Hujan juga menyisakan satu keajaiban lagi. Yaitu prihal kerinduan pada sesuatu ketika mengilang dan tak dihiraukan ketika ia ada di hadapan.

Merindukan matahari bersinar di kala siang. Matahari yang dua hari kemarin kita sumpah serapahi karena teriknya memaksa tenggorokan mencecap lebih banyak es sebelum ia mengering pada malam harinya, dan flu pun datang. Kepiluan yang sama seperti ketika seorang tetangga kebingungan karena sungai semakin mengering sementara tanaman padi membutuhkan banyak air agar segera menguning dan ia akan menjual gabahnya karena ingin memberi uang saku pada cucunya yang akan study tour ke pulau dewata.
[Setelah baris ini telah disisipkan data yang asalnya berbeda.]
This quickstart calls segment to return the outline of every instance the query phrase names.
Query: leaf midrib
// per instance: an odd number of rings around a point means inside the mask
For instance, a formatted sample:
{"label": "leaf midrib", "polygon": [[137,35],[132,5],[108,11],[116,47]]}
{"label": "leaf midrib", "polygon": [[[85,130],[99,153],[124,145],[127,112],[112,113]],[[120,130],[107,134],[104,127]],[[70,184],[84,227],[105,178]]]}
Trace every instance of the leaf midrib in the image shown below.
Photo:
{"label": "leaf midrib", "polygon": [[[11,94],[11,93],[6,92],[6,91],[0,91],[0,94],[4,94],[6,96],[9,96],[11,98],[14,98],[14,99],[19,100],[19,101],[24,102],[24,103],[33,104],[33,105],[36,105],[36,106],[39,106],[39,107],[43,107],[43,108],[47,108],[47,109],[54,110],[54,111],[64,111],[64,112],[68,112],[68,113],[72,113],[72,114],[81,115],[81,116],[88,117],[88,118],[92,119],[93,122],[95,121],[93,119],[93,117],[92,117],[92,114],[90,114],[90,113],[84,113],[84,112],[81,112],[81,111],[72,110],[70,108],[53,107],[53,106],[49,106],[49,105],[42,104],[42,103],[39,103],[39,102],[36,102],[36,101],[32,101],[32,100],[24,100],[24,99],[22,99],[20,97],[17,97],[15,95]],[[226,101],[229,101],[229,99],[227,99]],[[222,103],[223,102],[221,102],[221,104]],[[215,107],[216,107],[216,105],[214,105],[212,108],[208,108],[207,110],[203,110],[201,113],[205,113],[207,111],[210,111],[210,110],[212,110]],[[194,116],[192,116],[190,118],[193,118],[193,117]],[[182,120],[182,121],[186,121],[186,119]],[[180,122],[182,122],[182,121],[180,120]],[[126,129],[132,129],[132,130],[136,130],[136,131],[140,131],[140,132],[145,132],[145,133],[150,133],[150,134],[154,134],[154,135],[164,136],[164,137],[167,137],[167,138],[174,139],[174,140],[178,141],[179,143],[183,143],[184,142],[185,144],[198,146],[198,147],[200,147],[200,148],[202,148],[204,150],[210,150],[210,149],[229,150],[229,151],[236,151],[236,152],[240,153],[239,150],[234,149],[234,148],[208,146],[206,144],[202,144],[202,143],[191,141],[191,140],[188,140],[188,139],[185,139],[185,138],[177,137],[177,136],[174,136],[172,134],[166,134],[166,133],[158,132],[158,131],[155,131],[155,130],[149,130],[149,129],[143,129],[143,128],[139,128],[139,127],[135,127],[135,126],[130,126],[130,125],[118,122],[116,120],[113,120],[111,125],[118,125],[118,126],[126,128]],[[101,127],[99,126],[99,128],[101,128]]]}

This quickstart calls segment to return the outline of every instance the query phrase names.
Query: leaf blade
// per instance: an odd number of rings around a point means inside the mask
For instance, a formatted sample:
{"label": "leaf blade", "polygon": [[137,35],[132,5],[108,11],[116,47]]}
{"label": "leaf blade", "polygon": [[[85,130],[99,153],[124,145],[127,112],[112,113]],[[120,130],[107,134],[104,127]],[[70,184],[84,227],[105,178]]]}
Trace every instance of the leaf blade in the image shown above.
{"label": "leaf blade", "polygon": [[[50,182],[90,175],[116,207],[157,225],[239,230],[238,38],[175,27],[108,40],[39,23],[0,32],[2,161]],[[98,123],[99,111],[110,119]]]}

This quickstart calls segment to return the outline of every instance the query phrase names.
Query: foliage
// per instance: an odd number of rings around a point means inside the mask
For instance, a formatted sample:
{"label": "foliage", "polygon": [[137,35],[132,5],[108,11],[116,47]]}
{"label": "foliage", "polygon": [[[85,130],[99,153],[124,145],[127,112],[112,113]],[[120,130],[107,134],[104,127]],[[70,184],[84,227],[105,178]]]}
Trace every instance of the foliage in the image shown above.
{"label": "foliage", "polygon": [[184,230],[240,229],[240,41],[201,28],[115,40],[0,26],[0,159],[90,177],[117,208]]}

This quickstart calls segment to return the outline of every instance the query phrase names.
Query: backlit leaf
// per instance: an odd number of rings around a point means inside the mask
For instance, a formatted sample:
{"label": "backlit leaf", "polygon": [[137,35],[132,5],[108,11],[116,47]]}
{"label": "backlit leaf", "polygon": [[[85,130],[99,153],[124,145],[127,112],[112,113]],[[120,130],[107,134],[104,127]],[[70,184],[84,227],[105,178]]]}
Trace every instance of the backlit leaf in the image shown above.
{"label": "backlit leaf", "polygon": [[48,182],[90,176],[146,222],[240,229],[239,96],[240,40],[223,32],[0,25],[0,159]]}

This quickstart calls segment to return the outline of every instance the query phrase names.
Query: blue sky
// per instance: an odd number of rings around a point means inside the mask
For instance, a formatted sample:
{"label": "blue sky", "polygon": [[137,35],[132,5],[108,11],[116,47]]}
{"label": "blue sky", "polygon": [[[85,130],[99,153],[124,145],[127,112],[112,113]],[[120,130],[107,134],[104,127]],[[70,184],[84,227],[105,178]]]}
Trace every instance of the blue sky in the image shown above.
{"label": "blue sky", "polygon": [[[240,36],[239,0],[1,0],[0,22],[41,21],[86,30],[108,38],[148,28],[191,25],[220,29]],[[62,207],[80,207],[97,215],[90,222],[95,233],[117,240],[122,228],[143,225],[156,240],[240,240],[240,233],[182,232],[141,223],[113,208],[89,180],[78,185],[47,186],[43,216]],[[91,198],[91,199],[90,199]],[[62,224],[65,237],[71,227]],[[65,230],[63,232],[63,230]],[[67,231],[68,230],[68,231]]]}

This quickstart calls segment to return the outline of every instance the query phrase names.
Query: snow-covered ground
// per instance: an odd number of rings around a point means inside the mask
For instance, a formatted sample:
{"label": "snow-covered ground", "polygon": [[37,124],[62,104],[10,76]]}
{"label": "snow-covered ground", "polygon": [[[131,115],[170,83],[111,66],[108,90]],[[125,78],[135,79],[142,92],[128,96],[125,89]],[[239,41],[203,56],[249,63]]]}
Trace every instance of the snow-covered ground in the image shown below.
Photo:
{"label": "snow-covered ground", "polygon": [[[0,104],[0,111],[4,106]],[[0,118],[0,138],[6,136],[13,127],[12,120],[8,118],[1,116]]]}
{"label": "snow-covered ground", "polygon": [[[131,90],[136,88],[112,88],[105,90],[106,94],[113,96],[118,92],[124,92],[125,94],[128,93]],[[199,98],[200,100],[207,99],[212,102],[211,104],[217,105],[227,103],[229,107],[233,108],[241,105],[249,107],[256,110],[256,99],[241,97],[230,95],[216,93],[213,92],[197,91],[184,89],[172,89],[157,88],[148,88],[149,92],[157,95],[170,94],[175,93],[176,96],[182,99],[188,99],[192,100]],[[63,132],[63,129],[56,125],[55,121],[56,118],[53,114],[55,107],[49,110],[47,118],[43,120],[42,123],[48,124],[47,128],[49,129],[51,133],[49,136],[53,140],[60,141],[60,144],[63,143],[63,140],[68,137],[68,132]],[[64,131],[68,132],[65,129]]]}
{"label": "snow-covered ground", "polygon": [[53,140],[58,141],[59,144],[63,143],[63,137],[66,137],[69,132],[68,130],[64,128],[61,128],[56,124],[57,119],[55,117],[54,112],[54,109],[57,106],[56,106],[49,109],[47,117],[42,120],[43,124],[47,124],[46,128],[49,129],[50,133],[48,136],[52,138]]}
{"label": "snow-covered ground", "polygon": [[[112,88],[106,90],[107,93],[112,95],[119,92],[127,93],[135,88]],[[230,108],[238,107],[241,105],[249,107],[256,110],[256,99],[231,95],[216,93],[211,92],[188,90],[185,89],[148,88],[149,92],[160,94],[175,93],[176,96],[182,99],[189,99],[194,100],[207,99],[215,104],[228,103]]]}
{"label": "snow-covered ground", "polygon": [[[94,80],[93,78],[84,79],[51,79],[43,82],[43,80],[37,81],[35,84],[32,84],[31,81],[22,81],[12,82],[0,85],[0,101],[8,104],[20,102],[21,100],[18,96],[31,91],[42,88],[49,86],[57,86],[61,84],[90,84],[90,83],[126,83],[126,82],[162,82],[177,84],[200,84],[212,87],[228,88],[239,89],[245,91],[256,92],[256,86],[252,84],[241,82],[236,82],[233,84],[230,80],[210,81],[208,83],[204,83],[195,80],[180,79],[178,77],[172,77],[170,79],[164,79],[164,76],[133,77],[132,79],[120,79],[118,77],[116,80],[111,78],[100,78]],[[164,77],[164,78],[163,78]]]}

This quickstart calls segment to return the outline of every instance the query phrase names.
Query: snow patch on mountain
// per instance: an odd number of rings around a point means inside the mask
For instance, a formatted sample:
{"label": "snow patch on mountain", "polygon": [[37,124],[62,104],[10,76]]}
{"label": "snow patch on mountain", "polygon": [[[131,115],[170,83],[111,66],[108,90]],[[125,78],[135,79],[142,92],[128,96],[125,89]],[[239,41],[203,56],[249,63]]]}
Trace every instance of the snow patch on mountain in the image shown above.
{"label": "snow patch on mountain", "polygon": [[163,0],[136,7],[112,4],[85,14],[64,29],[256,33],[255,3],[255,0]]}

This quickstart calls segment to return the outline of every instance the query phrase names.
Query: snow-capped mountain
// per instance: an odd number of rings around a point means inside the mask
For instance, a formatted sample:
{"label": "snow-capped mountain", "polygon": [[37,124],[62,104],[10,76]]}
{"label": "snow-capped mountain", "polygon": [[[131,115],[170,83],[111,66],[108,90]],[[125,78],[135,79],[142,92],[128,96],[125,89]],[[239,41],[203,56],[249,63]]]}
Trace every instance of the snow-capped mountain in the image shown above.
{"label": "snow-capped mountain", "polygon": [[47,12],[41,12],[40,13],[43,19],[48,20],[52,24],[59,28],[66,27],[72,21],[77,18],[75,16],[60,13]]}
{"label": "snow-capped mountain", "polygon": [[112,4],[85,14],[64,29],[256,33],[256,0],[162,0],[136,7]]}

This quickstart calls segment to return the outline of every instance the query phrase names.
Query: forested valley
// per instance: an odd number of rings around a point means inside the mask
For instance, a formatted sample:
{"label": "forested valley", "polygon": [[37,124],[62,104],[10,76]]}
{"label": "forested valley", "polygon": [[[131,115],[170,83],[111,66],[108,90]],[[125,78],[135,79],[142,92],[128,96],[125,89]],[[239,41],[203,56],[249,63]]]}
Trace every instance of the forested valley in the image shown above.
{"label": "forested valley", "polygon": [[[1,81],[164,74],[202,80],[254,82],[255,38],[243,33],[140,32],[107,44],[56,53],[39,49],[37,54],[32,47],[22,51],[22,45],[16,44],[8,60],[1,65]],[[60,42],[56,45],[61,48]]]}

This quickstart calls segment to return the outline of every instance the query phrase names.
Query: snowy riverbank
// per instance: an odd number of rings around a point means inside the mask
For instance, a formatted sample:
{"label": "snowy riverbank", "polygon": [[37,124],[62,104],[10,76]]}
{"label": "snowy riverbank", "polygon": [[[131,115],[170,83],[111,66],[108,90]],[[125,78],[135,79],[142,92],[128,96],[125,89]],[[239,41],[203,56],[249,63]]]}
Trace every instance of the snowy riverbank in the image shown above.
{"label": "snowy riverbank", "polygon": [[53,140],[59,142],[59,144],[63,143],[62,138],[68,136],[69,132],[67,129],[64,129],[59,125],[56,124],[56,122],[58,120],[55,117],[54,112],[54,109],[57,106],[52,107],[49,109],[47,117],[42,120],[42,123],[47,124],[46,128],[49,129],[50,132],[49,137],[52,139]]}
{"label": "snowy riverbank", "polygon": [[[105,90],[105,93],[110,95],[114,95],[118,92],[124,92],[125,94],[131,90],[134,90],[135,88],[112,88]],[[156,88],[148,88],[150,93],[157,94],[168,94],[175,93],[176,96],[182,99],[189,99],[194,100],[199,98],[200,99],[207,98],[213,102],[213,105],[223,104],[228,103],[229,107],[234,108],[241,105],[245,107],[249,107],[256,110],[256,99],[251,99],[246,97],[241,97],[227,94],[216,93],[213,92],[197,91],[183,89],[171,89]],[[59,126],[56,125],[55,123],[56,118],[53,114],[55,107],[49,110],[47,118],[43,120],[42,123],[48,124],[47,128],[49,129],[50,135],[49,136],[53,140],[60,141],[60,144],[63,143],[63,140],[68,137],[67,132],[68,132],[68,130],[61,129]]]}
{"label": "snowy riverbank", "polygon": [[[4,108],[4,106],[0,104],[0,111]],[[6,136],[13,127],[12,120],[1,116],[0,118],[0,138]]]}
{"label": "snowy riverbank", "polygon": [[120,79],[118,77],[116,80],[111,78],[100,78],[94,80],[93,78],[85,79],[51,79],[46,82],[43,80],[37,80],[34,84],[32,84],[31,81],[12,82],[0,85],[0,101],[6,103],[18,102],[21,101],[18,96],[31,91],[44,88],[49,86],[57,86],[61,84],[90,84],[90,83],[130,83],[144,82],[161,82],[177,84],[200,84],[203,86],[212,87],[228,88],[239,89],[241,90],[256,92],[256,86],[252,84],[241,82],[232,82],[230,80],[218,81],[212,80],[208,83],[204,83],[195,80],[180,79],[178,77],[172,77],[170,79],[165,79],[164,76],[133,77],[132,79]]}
Seperti saya yang kadang terlalu tak peduli menerima berbagai pertanda yang jelas-jelas ada di depan mata. Hujan dengan masuk akal memberitahu bahwa akan selalu ada pertanda sebelum saya bersiap menerima segala konsekuensi nyata hidup sebagai manusia. Yang punya akal, yang punya rasa.

Hari ini mendung.
Jakarta akan hujan lagi, nanti malam.





*album You Are My Sunshine – Copeland menemani saya menunggu hujan hari ini.